I am in Beantown, also known as Boston. And I love this town. It's my second visit and I like it even more on my second time around. The conference is at Boston College which is amazing all by itself.
This Beantown conference has a lot of philosophical information relating to donors and foundations and why people give to causes and to others. It's all about philia - friendship love - which could bring Philadelphia and philly cheese steak into this discussion if I really wanted to follow that line of logic, which I don't.
Have you heard the monologue that wonders if there was a convention where cities had the opportunity to choose an official food? Supposedly Chicago chose pizza, NY chose the hot dog, and Boston chose..........beans. Beans. Really? Beans? Amazing.
Tonight was about philia. Not Philadelphia, not philly cheese steak sandwiches, but philia. People loving people. People loving baseball. People loving a team. People giving time and money to sit in the rain and watch a bunch of guys swing at and catch a hard white ball. The Red Sox Foundation was there, actively soliciting for donations and with people waiting in line to give. It was a ballgame. In Boston. At Fenway Park. With tens of thousands of fans. And lots of great food. It was philia in action.
I, and thousands of other fans, saw the hot dog city and the bean city matching wills on an amazingly green field flooded in blindingly bright lights and surrounded with cheering people in layers of Red Sox logowear speaking with funny accents. All of this amazing view was shrouded in a continuous layer of mist that descended on the crazed crowd relentlessly all evening long. It was a wet game.
Yep, you got it. I was at Fenway Park watching the Boston Red Sox and the New York Yankees. Or, the beans and the hot dogs. Soggy beans and hot dogs, to be exact. Thankfully I had a raincoat and an umbrella and enough enthusiasm to not care if I was damp from head to toe, but the players were sopping. I made friends with the folks sitting around me. There were kids everywhere in literally layers of Sox logo wear - t-shirt, sweatshirt, rain/windbreaker, hat - it was something I had never really seen before. Great fans. Great spirit. Great accents!
I guess it kind of makes sense. It all goes together in some highly overthought way - typical "Jeannie-logic". Fundraising might be loosely described as beanraising, I suppose.
But everybody loves hot dogs, or at the very least an event that features them, like baseball. And almost everybody loves baseball. Everybody at this game tonight certainly loved baseball. We were sitting in the rain, watching two teams battle it out on that bright green field under the really bright lights and we were cheering and jeering and waving wet Red Sox foam fingers and loving every minute.
And just to maintain an even playing field, many of us ate pizza and philly steak sandwiches while watching the beantown favs and the hot doggers.

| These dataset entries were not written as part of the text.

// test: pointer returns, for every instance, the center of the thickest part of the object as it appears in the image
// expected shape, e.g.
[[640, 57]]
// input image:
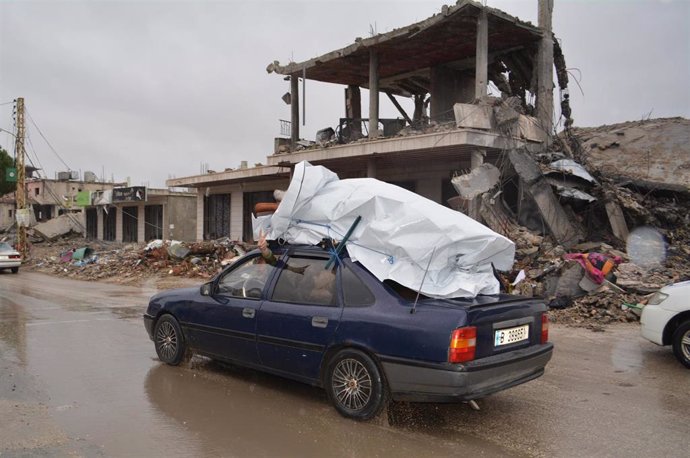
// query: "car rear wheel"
[[681, 343], [169, 341], [354, 385]]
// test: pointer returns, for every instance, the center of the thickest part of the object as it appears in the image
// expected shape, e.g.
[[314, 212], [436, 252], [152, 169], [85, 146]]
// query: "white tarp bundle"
[[397, 235]]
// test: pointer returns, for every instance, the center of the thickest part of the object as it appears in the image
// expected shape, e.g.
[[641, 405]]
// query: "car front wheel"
[[354, 385], [681, 343], [169, 341]]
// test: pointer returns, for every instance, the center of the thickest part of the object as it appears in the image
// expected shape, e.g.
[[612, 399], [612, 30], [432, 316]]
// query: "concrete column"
[[545, 69], [373, 94], [476, 159], [236, 215], [481, 78], [294, 111], [141, 223], [371, 168], [118, 224], [353, 109], [100, 223], [200, 215], [166, 222]]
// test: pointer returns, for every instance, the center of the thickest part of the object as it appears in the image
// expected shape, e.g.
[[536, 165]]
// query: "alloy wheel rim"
[[352, 384], [166, 337]]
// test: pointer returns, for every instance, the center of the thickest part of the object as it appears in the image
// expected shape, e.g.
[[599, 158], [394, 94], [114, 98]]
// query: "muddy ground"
[[79, 377]]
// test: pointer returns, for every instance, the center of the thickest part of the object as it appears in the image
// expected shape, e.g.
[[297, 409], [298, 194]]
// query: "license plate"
[[511, 335]]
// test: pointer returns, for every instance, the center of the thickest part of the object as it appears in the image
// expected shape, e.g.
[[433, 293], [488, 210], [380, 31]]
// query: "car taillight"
[[544, 328], [463, 342]]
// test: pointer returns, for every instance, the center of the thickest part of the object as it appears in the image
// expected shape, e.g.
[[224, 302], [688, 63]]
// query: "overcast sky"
[[153, 89]]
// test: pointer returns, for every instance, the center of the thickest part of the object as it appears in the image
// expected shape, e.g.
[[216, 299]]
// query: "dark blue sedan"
[[338, 327]]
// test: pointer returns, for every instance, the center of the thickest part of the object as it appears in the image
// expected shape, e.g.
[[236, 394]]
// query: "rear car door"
[[224, 324], [298, 322]]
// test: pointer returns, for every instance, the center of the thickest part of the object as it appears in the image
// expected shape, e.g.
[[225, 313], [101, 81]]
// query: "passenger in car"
[[271, 259], [322, 288]]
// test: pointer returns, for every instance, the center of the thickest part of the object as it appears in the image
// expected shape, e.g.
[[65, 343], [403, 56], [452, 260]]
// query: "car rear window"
[[355, 292], [305, 280]]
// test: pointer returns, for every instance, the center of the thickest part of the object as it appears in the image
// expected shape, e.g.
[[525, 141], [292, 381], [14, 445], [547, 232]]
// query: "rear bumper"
[[8, 264], [411, 381], [653, 321]]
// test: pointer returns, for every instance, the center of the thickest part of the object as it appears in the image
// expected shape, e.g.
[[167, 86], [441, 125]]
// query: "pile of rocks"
[[132, 263]]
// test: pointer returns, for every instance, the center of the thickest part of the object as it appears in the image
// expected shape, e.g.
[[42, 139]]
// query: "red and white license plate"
[[511, 335]]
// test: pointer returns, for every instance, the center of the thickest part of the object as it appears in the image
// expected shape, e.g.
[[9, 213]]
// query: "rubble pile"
[[130, 263], [624, 190]]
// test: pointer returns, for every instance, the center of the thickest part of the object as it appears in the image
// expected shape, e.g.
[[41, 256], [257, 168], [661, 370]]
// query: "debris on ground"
[[131, 262]]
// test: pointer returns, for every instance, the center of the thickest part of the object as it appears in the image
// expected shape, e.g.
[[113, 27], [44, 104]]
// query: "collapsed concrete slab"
[[477, 182], [566, 231], [651, 154]]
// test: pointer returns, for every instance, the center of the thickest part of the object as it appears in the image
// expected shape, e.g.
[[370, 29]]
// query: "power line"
[[46, 140]]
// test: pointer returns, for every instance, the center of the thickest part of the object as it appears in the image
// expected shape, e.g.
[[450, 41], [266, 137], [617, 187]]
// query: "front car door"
[[296, 325], [223, 324]]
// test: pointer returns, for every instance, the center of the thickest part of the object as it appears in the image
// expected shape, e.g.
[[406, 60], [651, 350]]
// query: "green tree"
[[5, 162]]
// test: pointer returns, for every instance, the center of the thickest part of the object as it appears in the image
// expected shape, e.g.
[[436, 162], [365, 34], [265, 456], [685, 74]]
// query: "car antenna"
[[414, 307]]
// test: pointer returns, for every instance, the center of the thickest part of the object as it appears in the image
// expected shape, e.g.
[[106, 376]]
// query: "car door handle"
[[319, 321]]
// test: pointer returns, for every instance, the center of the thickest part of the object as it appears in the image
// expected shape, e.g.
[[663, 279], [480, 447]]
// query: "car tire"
[[354, 385], [681, 343], [169, 341]]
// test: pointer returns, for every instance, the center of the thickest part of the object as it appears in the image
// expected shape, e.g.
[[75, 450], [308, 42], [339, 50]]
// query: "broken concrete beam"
[[473, 116], [530, 129], [505, 115], [617, 220], [495, 216], [59, 226], [477, 182], [565, 230]]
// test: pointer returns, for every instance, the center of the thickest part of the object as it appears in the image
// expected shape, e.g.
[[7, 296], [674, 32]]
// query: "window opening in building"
[[216, 216], [129, 224], [109, 224], [91, 223], [153, 217]]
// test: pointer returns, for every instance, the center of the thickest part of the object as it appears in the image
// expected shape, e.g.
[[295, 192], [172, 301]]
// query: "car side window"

I love America. I love Beantown. I love Fenway Park. I love all the crazed fans. I love baseball. I love hot dogs. I love my family. I love my friends.
Baseball. Mom. Apple pie.
Caring. Giving.
It all makes sense, in a "Jeannie-logic" kind of way - again. (I love being me.)
Back to the conference....(oh, and the Sox beat the Yankees)! Note that I could have said the Sox won the Yankees, but long ago my Dad asked me, after I said something similar (Frisbie JHS won Rialto JHS), "Oh, really, did they get to take them home then? Since they won them?"
No, it's not won, it's beat. (Which makes me always want to ask, "Oh really, did they leave bruises? Since they beat them?"
Semantics. Ok, enough of that. Dad was correct. I am silly. (Did I mention that I love being me?)
Now there is only one thing left to do....
PLAY BALL! Or back to the conference...and thinking about donors. Hmmm, aren't they kind of the same thing, in different venues....(And I would like extra green peppers and onions please, beans on the side. Thank you very much!)